2025-11-27 東京大学
呼気ガスから算出される呼吸交換比は長期的な運動記憶を反映する
<関連情報>
- https://www.u-tokyo.ac.jp/content/400275555.pdf
- https://physoc.onlinelibrary.wiley.com/doi/10.1113/JP289233
全身代謝状態と長期運動記憶の関連:呼吸交換比とグルコース操作からの知見 Linking systemic metabolic state to long-term motor memory: Insights from respiratory exchange ratio and glucose manipulation
Takuji Hayashi, Nobuyasu Nakano, Sohei Washino, Akihiko Murai
The Journal of Physiology Published: 26 November 2025
DOI:https://doi.org/10.1113/JP289233
Abstract
Respiration is a crucial metabolic process that converts macronutrients, carbohydrates and fats, and oxygen into energy and carbon dioxide to support motor actions. Moreover, the brain is a significant energy consumer, accounting for large portions of the body’s total energy expenditure and relying primarily on carbohydrates for neural activity and plasticity. However, it is not known whether gas composition in breathing can serve as an indicator of neural activity and plasticity as they can for movement intensity. In human reaching movement tasks, we evaluated time-constants of sensorimotor learning during the recording of gas exchange. We computed the respiratory exchange ratio (RER), indicating whether carbohydrate or fat is used preferentially, and found that the RER was unaffected by the execution and learning of reaching movements and that it was stable within but varied across individuals. Interestingly, using computational modelling to identify short and long-time constants of sensorimotor learning, individual RER levels correlated with the estimated slow component of learning dynamics, suggesting a link between metabolic state and processes underlying long-term retention. To probe this further, we used glucose administration, known to increase RER by promoting carbohydrate utilisation, before training. Regression analysis indicated that glucose-induced RER increases during training were associated with enhanced estimated 24 h retention at the intra-individual level. Together, RER is associated with processes underlying long-term memory acquisition and retention, and glucose administration shifted the physiological idling state for the processes. Unravelling the specific neurobiological pathway from these intriguing breathing metrics to brain function emerges as a compelling new research direction.
Key points
- The brain is a major energy consumer (20% of total energy from only 2% of body weight), primarily using carbohydrates for neural activity and plasticity.

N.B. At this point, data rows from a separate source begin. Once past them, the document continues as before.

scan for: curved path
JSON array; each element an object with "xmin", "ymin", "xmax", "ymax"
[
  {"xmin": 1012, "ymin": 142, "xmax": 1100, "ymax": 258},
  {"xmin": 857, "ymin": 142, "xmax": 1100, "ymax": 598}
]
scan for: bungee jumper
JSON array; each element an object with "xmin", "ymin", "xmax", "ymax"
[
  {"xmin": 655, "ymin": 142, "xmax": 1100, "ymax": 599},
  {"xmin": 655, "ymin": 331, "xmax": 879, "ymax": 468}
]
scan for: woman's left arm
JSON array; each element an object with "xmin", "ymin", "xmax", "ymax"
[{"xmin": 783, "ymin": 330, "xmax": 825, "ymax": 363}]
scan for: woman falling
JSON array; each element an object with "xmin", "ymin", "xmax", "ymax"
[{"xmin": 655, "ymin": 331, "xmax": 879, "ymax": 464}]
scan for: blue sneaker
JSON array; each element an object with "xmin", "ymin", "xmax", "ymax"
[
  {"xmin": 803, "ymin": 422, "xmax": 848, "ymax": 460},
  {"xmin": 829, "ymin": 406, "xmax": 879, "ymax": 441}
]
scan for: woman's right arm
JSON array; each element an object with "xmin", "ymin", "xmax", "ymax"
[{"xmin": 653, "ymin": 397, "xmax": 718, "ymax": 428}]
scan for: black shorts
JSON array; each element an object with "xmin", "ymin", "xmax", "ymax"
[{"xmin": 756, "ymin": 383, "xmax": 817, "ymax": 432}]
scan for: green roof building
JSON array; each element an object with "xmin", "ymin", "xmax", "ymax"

- The respiratory exchange ratio (RER) in breath signals the body’s balance of fat-carbohydrate fuel use; this study explored whether RER reflects neural processes in motor memory acquisition and retention.
- Individual RER, stable during reaching tasks but varying across participants, correlated with the computationally estimated slow component of learning dynamics, which is linked to long-term retention.
- Glucose administration, known to increase RER, was associated with improved estimated 24 h motor memory retention at an individual level.
- The results suggest that RER indicates long-term motor memory processes and that manipulating RER via glucose may enhance motor memory, offering a new neurobiological pathway from these intriguing breathing metrics to memory function and potential practical implications for a simple but plausible intervention.